Parameter Definitions

Gas parameters are a subset of runtime parameters that are defined in runtime_configs/parameters.yaml. IMPORTANT: This is not the final list of parameters, it contains the base values which can be overwritten per protocol version. For example, 53.yaml changes several parameters starting from version 53. You can see the final list of parameters in runtime_configs/parameters.snap. This file is automatically updated whenever any of the parameters changes. To see all parameter values for a specific version, check out the list of JSON snapshots generated in this directory: parameters/src/snapshots.

Using Parameters in Code

As the introduction on this page already hints at it, parameter values are versioned. In other words, they can change if the protocol version changes. A nearcore binary has to support multiple versions and choose the correct parameter value at runtime.

To make this easy, there is RuntimeConfigStore. It contains a sparse map from protocol versions to complete runtime configurations (BTreeMap<ProtocolVersion, Arc<RuntimeConfig>>). The runtime then uses store.get_config(protocol_version) to access a runtime configuration for a specific version.

It is crucial to always use this runtime config store. Never hard-code parameter values. Never look them up in a different way.

In practice, this usually translates to a &RuntimeConfig argument for any function that depends on parameter values. This config object implicitly defines the protocol version. It should therefore not be cached. It should be read from the store once per chunk and then passed down to all functions that need it.

How to Add a New Parameter

First and foremost, if you are feeling lost, open a topic in our Zulip chat (pagoda/contract-runtime).
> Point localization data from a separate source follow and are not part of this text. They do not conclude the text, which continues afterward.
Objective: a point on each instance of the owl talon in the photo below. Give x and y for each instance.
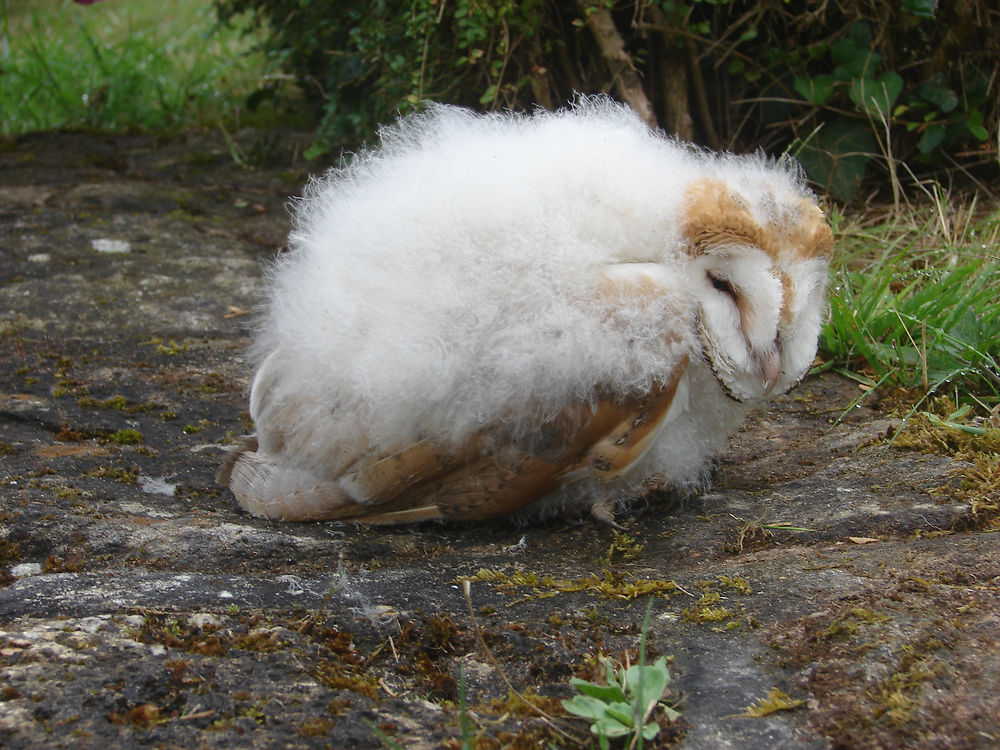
(603, 511)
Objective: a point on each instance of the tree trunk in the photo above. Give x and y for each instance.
(624, 77)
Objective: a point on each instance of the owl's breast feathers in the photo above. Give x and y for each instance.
(492, 474)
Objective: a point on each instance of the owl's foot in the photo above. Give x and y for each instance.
(603, 511)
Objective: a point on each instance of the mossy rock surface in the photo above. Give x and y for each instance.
(139, 606)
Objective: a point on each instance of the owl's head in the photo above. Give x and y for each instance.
(759, 264)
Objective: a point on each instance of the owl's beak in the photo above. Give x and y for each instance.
(770, 367)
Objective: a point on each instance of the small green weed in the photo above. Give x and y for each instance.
(624, 705)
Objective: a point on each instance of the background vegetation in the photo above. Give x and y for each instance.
(123, 65)
(857, 88)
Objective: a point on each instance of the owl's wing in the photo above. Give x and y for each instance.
(492, 474)
(488, 477)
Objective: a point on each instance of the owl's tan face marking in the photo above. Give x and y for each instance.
(759, 276)
(715, 217)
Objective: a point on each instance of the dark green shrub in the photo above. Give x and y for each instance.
(856, 88)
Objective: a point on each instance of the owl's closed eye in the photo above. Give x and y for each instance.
(495, 315)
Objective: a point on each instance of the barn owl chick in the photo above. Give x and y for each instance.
(507, 314)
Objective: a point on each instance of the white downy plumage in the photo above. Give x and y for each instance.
(473, 297)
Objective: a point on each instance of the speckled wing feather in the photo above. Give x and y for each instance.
(485, 478)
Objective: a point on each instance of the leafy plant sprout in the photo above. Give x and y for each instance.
(624, 705)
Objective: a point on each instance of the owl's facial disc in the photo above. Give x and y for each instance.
(757, 329)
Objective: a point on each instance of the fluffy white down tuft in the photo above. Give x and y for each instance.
(451, 278)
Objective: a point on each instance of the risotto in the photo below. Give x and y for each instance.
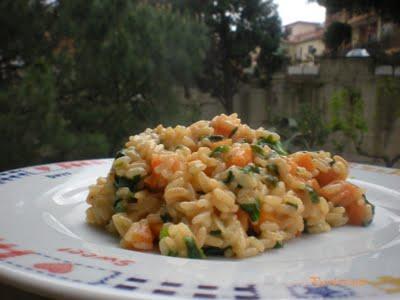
(221, 188)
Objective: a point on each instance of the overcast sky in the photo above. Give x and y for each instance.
(300, 10)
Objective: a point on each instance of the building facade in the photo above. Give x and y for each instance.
(303, 41)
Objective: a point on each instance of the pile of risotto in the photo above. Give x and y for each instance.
(221, 188)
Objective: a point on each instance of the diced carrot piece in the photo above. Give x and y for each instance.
(140, 236)
(314, 184)
(356, 213)
(209, 170)
(305, 160)
(225, 142)
(325, 178)
(265, 216)
(156, 228)
(243, 218)
(240, 156)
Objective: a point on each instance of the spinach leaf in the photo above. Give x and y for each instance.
(366, 223)
(121, 181)
(272, 180)
(166, 217)
(119, 206)
(252, 209)
(275, 145)
(214, 251)
(258, 150)
(251, 169)
(163, 233)
(192, 249)
(229, 178)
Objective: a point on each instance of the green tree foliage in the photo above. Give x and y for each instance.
(388, 9)
(236, 28)
(88, 73)
(23, 26)
(337, 35)
(306, 129)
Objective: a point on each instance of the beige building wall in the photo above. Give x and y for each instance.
(300, 51)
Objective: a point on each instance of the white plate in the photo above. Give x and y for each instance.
(48, 248)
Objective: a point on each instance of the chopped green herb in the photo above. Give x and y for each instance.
(313, 194)
(251, 169)
(229, 178)
(132, 200)
(120, 153)
(273, 169)
(234, 130)
(163, 233)
(272, 180)
(216, 232)
(292, 204)
(252, 209)
(258, 150)
(275, 145)
(251, 232)
(366, 223)
(119, 206)
(172, 253)
(166, 217)
(192, 249)
(214, 251)
(220, 149)
(215, 138)
(121, 182)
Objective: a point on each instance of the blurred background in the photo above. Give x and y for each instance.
(78, 77)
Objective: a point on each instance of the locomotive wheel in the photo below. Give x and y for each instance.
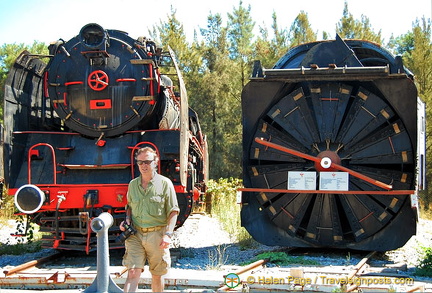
(349, 125)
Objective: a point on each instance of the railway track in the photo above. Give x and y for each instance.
(64, 272)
We are here to help.

Principles

Before adding anything, please review the basic principles for gas parameters.

  • A parameter must correspond to a clearly defined workload.
  • When the workload is scalable by a factor N that depends on user input, it will likely require a base parameter and a second parameter that is multiplied by N. (Example: N = number of bytes when reading a value from storage.)
  • Charge gas before executing the workload.
  • Parameters should be independent of specific implementation choices in nearcore.
  • Ideally, contract developers can easily understand what the cost is simply by reading the name in a gas profile.

The section on Gas Profiles explains how to charge gas, please also consider that when defining a new parameter.

Necessary Code Changes

Adding the parameter in code involves several steps.

  1. Define the parameter by adding it to the list in core/primitives/res/runtime_configs/parameters.yaml.
  2. Update the Rust view of parameters by adding a variant to enum Parameter in core/primitives-core/src/parameter.rs. In the same file, update enum FeeParameter if you add an action cost or update ext_costs() if you add a cost inside function calls.
  3. Update RuntimeConfig, the configuration used to reference parameters in code. Depending on the type of parameter, you will need to update RuntimeFeesConfig (for action costs) or ExtCostsConfig (for gas costs).
  4. Update the list used for gas profiles. This is defined by enum Cost in core/primitives-core/src/profile.rs. You need to add a variant to either enum ActionCosts or enum ExtCost. Please also update fn index() that maps each profile entry to a unique position in serialized gas profiles.
  5. The parameter should be available to use in the code section you need it in. Now is a good time to ensure cargo check and cargo test --no-run pass. Most likely you have to update some testing code, such as ExtCostsConfig::test().
  6. To merge your changes into nearcore, you will have to hide your parameter behind a feature flag. Add the feature to the Cargo.toml of each crate touched in steps 3 and 4 and hide the code behind #[cfg(feature = "protocol_feature_MY_NEW_FEATURE")]. Do not hide code in step 2 so that non-nightly builds can still read parameters.yaml. Also, add your feature as a dependency on nightly in core/primitives/Cargo.toml to make sure it gets included when compiling for nightly. After that, check cargo check and cargo test --no-run with and without features=nightly.

What Gas Value Should the Parameter Have?

For a first draft, the exact gas value used in the parameter is not crucial. Make sure the right set of parameters exists and try to set a number that roughly makes sense. This should be enough to enable discussions on the NEP around the feasibility and usefulness of the proposed feature. If you are not sure, a good rule of thumb is 0.1 Tgas for each disk operation and at least 1 Tgas for each ms of CPU time. Then round it up generously.

The value will have to be refined later. This is usually the last step after the implementation is complete and reviewed. Have a look at the section on estimating gas parameters in the book.